Growing up in the 1990s, the internet was still in its infancy. So I did what anyone else did and went to the library and get books. I would pick up anything that was baseball-related in addition to my baseball cards. But as the internet got faster and sites like Baseball-Reference and various blogs came up, I started reading at a rapid speed of all baseball-related history subjects. I say this because I never watched Earl Wilson pitch a game for the Tigers as the 1984 & 1987 Tigers squads were the ones I rooted for (ok, more games at six years old for the 1987 squad but you get the idea)
The history of Earl Wilson is fasciating because he made his debut in the majors a week after Elijah “Pumpsie” Green did for the Boston Red Sox, becoming the team’s first African-American pitcher and would make his debut on July 29, 1959. Both Wilson and Green were the first two African-American players signed by Boston in 1956. His athletic ability and hitting prowess is what got the Red Sox’s attention when they signed him originally as a catcher. Before his call up from Triple-A Minneapolis, he hit .356/.388/.611 with an OPS of 1.010 in 51 plate appearances in addition to his 10-2 record with an ERA of 3.82.

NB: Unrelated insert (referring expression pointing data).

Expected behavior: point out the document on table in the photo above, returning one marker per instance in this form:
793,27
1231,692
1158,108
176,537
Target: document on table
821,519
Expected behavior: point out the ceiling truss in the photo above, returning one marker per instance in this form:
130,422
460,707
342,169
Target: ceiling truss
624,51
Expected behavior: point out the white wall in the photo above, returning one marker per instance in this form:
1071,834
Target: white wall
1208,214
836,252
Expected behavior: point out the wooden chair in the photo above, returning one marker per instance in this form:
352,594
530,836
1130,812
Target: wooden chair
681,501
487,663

Earl Wilson was one of the first professional athletes to have an agent represent him. Bob Woolf his agent, would go on to represent a wide variety of clients and entertainers ranging from Larry Bird, Joe Montana, Tom Glavine to New Kids on the Block, met by a chance encounter. Due to a minor accident in 1964, Woolf was referred to Wilson. Wilson would go on and ask Woolf to represent him for appearances and endorsement contracts. Bob Woolf became the first lawyer to represent an athlete in contract negotiations with Earl Wilson in 1966.
Detroit, his permanent home.
In the middle of the 1966 season, Wilson and outfielder Joe Christopher were traded to Detroit for Don Demeter and Julio Navarro. After struggling to find his footing in Boston, Wilson quickly found a home with the Tigers. He spoke highly of Tiger Stadium when he came over from Boston.

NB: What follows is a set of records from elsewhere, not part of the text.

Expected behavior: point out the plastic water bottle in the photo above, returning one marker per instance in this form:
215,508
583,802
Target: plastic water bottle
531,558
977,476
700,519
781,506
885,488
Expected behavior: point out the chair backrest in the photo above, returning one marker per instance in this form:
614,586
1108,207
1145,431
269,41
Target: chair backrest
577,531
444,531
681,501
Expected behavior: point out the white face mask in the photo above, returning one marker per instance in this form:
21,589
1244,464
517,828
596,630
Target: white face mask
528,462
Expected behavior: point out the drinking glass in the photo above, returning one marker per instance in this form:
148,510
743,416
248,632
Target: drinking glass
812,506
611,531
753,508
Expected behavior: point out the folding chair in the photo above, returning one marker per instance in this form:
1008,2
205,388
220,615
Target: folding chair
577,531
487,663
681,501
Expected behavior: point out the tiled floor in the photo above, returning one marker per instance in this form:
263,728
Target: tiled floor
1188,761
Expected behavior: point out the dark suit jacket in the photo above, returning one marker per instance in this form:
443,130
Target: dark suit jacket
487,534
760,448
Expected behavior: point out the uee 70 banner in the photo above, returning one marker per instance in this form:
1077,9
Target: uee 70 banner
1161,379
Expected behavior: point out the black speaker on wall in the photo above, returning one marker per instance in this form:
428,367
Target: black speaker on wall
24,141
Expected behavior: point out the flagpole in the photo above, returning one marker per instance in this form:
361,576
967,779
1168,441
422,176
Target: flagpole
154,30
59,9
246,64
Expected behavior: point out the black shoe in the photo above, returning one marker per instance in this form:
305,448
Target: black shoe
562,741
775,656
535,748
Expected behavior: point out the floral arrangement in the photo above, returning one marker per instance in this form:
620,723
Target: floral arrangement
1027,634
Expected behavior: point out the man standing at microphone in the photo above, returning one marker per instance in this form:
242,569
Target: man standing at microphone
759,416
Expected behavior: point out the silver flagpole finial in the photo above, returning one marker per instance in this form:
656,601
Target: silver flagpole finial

“Just the whole atmosphere around the park was special,” . “I came into a winning situation, as opposed to when I was in Boston, where it was just playing the game and getting out. But, oh, I remember too, that old stadium could be cold even in July.”
Thanks to Johnny Sain, the Tigers pitching coach, who is created for the success of the 1968 Tigers rotation and his pitching tool he used called the “Sain Spinner”, Wilson blossomed under his wing. (I highly recommend reading “The Year of the Pitcher: Bob Gibson, Denny McLain, and the End of Baseball’s Golden Age” that talks about Sain’s influence on that rotation)
Wilson was an absolute stud for the 1967 Tigers team, leading the team and the AL in wins with 22, games started with 38, innings pitched with 264 and strikeouts with 184. He pitched clutch down the stretch in a season that the pennant race ended on the final weekend of the regular season. He went 12-4 after the All-Star break including going 4-1 in September to keep the Tigers in contention. He was a strong 3rd man in the rotation for the Tigers in 1968, going 13-12 with an ERA of 2.85. He would finish with 35 career home runs and after his trade to San Diego at the end of the 1969 season in which he would retire after the 1970 season, he came back and made Detroit his home.
He would be a successful businessman, started a business called Autotek Sealants, an automotive supplier that makes sound-reduction products. His work with Baseball Assistance Team or BAT was his way to give back to the game. BAT provides financial assistance to former major, minor and Negro league players. Under his presidency at BAT, they were able to increase to the number of payouts from less than a million dollars in grants to about $1.5 million.
Earl Wilson’s time in Detroit was short but he leaves a legacy of not only being a great teammate but a strong leader with the business community.